Despite the Constitution guaranteeing and legally assuring its citizens with equality, Caste-based discrimination continues to be a societal reality and educational institutions are not immune to it. Right from Rohit Vemula to the recent suicide of Darshan Solanki, several incidents of students committing suicide have been linked to caste discrimination and abuse over the years. Alarmingly, it has been noted that most of the suicides of Dalit and Adivasi students took place in India’s most reputed educational institutions such as the IITs and several other central universities. Despite reservations being a boon for those belonging to lower castes, reports have indicated that educational institutions are dominated by those belonging to higher caste both the teachers and the students where students belonging to marginalised communities often being discriminated.
After centuries of suppression, Education can be considered the only way of upliftment for those belonging to the marginalised communities allowing them to gain empowerment, social and economic mobility, and societal transformation. And the university spaces don’t seem safe for them because of the poor treatment they receive from their peers and others on the campus. In premier institutes like IITs and premier medical institutions where the scores of the entrance exams matter, when a student belonging to marginalised community enters such an institute they are soon dismissed as a “quota student”, often labeled as a student who does not deserve to be studying there and further alienating them.
Most of the suicides that took place had been dismissed as personal acts of desperation on the part of the students and their inability to deal with advanced education. It must be considered that out of all the student suicides that took place in India’s premier institutions, most of the students belong to the Dalit and Adivasi communities which shows a pattern that needs to be questioned as said by Sukhadeo Thorat one of the most senior educationalists in the country. It must be seen that not all suicides cannot be regarded as a result of personal frustration at least not those suicides of Dalit and Adivasi students, it is crucial to analyse if these suicides are linked to the power structure of higher educational institutions and the inclusion of Dalit students into it.

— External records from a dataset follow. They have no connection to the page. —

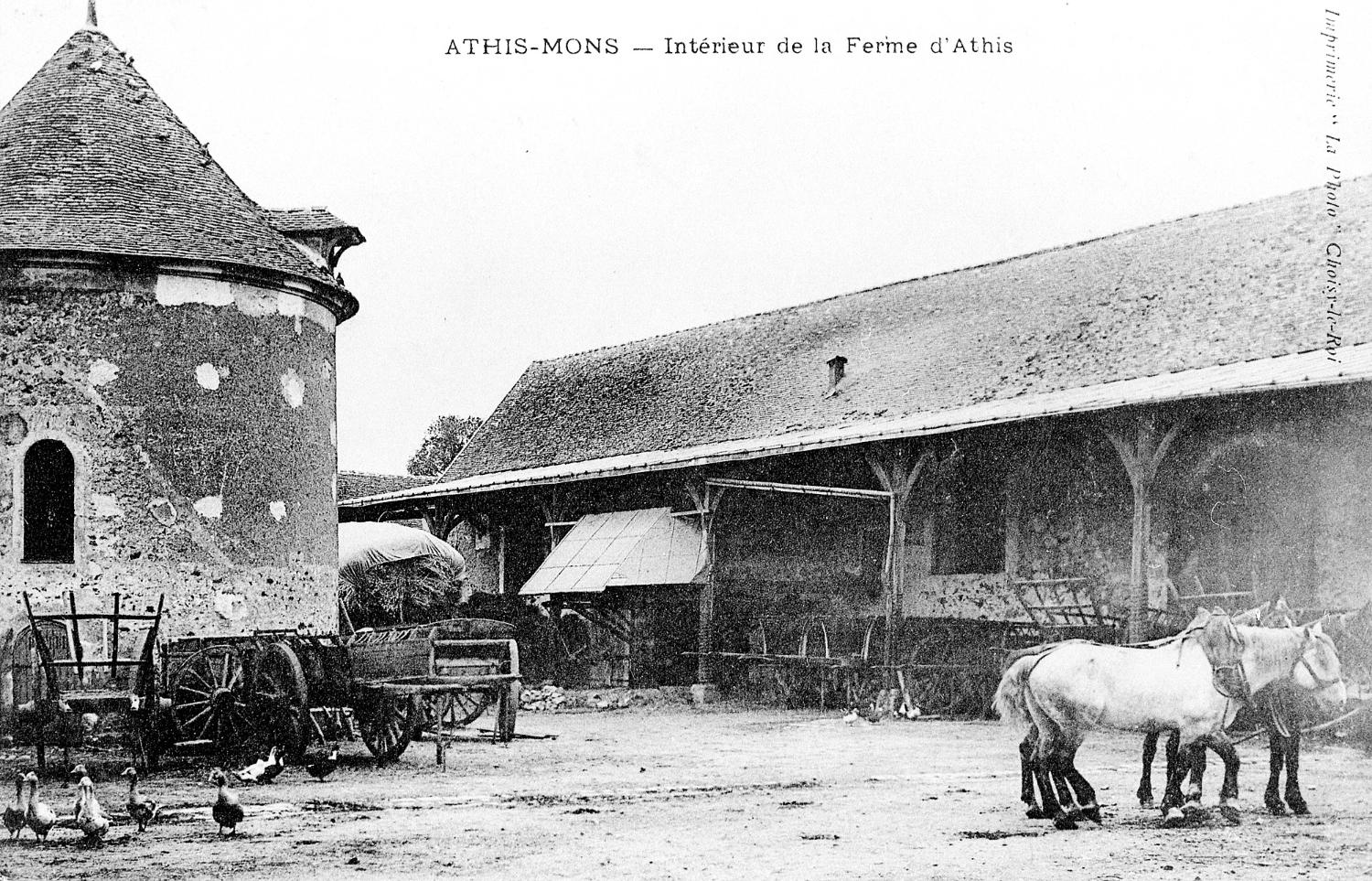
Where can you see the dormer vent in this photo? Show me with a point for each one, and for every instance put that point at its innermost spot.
(836, 372)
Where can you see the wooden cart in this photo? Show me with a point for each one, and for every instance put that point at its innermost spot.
(70, 663)
(243, 694)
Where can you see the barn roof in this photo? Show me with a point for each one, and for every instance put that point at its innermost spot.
(92, 161)
(359, 483)
(1235, 285)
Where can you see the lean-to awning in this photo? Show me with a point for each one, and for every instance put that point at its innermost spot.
(622, 548)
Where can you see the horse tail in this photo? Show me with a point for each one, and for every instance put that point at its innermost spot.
(1010, 702)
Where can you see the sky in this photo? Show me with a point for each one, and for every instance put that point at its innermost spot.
(523, 208)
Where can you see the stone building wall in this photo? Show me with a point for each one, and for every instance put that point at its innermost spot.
(200, 414)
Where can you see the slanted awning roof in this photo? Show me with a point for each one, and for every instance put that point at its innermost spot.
(622, 548)
(362, 546)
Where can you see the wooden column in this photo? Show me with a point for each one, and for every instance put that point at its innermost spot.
(1014, 513)
(896, 468)
(499, 559)
(705, 500)
(1142, 445)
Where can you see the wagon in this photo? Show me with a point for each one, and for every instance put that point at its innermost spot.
(273, 688)
(70, 664)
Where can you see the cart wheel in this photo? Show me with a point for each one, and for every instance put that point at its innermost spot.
(505, 715)
(279, 700)
(387, 725)
(209, 700)
(466, 708)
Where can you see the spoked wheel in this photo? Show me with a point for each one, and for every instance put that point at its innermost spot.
(279, 702)
(387, 725)
(209, 699)
(466, 707)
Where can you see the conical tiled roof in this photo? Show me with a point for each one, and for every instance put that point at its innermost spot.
(92, 161)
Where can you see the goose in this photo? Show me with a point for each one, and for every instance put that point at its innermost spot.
(77, 774)
(227, 810)
(40, 817)
(273, 768)
(321, 768)
(142, 811)
(252, 773)
(14, 814)
(91, 817)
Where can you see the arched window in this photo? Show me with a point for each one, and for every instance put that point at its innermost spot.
(48, 504)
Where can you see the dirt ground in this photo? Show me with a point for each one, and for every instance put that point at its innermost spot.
(677, 792)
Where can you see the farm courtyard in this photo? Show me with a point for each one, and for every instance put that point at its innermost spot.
(678, 792)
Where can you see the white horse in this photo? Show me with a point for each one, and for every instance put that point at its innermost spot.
(1193, 685)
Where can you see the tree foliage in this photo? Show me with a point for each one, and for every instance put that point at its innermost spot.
(444, 439)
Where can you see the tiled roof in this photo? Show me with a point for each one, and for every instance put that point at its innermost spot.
(92, 161)
(1212, 288)
(359, 483)
(305, 220)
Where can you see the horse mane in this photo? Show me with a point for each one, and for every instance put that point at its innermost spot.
(1279, 647)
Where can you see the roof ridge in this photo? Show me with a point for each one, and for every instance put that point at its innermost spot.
(940, 274)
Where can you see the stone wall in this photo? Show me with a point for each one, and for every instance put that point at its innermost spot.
(200, 414)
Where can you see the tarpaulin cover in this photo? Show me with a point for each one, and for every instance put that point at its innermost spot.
(367, 545)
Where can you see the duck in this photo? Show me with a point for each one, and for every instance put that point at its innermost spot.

Dalit and Adivasi students have primarily joined the system through representational mechanisms such as reservations. However, this is regarded as an ‘excessive’ and threatening’ presence in the system. When the system has been destabilised or questioned to a slight degree (only) by the deaths of Dalit students, it instantly had attempted to maintain its status quo, frequently by compensating measures or by outrightly rejecting the claims of caste discrimination. Temporary compensations and other welfare measures would temporarily pacify the tensions absolving the institutions of the crime of inciting students to commit suicide.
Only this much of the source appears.